(609a) Engineering Cross-Feeding Co-Cultures As a Platform for High-Throughput Screening of Microbial Strain Libraries for Enhanced Biomolecule Production

A variety of methods have been developed to explore vast phenotype landscapes in a controlled manner. The applicability of these methods to the development of bacterial production strains is, however, limited by the requirement of a screening method with high enough throughput to investigate all the variants generated. Products that require chromatography-based screens typically reach a throughput of only ~10² variants per day, substantially lower than those with colorimetric or growth-based assays. Here, we present a new method for screening Escherichia coli strains for improved production of amino acids and/or their intermediates. Amino acid intermediates can be diverted towards production of a variety of other useful compounds, including higher alcohol biofuels.

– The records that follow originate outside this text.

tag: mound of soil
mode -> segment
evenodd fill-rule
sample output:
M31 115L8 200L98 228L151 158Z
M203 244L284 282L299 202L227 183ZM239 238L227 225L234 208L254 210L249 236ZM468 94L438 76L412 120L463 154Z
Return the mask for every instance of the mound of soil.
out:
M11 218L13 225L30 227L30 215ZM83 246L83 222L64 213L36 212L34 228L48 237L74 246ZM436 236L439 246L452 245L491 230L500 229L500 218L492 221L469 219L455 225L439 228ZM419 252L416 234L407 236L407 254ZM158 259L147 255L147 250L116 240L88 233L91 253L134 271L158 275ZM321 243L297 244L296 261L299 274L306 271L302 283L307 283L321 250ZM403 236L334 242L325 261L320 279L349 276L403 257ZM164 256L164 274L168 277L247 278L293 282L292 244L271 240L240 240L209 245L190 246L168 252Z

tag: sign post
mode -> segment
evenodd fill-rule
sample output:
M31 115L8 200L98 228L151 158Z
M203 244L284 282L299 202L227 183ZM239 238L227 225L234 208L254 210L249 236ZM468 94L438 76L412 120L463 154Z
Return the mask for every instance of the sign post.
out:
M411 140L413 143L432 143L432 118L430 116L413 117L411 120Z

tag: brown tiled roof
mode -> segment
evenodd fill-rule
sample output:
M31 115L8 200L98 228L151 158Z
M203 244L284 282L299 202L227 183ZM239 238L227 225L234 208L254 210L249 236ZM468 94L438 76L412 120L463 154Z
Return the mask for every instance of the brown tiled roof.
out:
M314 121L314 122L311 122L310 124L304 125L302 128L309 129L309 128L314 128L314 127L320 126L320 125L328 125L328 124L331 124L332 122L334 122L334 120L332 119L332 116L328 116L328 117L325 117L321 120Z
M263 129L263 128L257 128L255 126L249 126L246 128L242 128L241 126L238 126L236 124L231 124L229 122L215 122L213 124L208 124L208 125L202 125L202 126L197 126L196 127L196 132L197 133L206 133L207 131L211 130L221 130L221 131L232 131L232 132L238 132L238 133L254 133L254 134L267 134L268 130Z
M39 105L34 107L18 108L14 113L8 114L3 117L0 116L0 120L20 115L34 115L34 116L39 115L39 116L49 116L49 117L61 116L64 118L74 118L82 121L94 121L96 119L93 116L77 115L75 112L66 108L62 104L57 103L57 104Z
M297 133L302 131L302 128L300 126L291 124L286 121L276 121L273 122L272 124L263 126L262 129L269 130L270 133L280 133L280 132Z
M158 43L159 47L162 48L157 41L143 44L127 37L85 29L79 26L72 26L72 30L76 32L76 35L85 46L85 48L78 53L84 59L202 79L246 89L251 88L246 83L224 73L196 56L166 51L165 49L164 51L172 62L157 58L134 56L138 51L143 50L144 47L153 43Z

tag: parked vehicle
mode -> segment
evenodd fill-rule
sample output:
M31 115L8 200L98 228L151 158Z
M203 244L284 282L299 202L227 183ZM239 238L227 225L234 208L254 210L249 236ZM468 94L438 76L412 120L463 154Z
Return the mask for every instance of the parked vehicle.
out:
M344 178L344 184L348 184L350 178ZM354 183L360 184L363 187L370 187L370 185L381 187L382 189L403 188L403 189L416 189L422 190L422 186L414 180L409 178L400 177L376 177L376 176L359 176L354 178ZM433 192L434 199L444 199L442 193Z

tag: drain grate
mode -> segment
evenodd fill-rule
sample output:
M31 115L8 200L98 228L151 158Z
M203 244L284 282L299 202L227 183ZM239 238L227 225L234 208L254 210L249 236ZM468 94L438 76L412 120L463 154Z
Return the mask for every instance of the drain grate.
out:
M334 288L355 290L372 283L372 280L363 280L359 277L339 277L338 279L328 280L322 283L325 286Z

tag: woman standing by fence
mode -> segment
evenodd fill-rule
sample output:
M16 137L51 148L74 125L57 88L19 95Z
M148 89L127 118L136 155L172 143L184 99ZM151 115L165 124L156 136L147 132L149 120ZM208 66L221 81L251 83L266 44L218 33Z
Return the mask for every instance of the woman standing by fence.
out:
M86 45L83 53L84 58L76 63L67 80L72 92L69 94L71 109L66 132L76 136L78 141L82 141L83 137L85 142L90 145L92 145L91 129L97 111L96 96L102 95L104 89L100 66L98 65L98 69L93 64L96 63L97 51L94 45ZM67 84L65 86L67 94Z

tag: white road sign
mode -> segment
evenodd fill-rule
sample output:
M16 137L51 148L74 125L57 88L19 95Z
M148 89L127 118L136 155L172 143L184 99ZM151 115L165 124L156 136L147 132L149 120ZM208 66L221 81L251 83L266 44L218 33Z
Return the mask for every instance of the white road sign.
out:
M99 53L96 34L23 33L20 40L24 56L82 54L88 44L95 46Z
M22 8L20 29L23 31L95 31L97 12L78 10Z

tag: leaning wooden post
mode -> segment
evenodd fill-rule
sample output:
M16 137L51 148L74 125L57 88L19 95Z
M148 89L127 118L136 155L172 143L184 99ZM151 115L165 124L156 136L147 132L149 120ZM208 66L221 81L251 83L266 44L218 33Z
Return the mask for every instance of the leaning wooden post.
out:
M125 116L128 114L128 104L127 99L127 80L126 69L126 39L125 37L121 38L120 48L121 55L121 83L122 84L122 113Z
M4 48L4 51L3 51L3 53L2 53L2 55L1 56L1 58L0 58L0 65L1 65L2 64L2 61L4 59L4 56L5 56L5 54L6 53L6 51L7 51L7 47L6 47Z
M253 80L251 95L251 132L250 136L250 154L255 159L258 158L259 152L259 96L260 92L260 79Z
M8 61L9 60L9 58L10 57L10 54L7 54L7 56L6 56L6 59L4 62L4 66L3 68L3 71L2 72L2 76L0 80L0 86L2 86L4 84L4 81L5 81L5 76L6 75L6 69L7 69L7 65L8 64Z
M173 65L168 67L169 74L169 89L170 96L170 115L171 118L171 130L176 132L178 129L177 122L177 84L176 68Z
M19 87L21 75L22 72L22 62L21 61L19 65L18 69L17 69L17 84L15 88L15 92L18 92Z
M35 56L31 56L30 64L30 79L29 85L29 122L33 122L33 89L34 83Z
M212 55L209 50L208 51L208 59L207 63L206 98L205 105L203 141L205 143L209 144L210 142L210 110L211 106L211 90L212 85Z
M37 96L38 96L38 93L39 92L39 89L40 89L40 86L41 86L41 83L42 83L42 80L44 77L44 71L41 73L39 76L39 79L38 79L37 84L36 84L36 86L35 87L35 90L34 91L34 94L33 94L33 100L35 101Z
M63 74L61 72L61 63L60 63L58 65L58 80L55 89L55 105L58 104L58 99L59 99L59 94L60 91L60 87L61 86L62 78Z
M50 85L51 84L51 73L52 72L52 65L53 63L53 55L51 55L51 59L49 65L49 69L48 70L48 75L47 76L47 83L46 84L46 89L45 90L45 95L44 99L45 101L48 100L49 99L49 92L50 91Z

This method uses a cross-feeding auxotroph system to convert production levels of amino acid or amino acid intermediates into co-culture growth characteristics that are detectable in a high-throughput context. As proofs of concept we examine two target molecule cases: tryptophan and 2-ketoisovalerate (a precursor of valine, leucine, and the drop-in biofuel isobutanol). We demonstrate that suitable pairs can be selected so that improvements in production by the production strain lead to increased co-culture growth rate and changes in the final composition of the population. We explore implementation of this co-culture screening method on petri dishes and in microdroplets, demonstrating its ability to identify rare over-producers from a library. We investigate the dynamic ranges of our model systems and ways in which they may be expanded.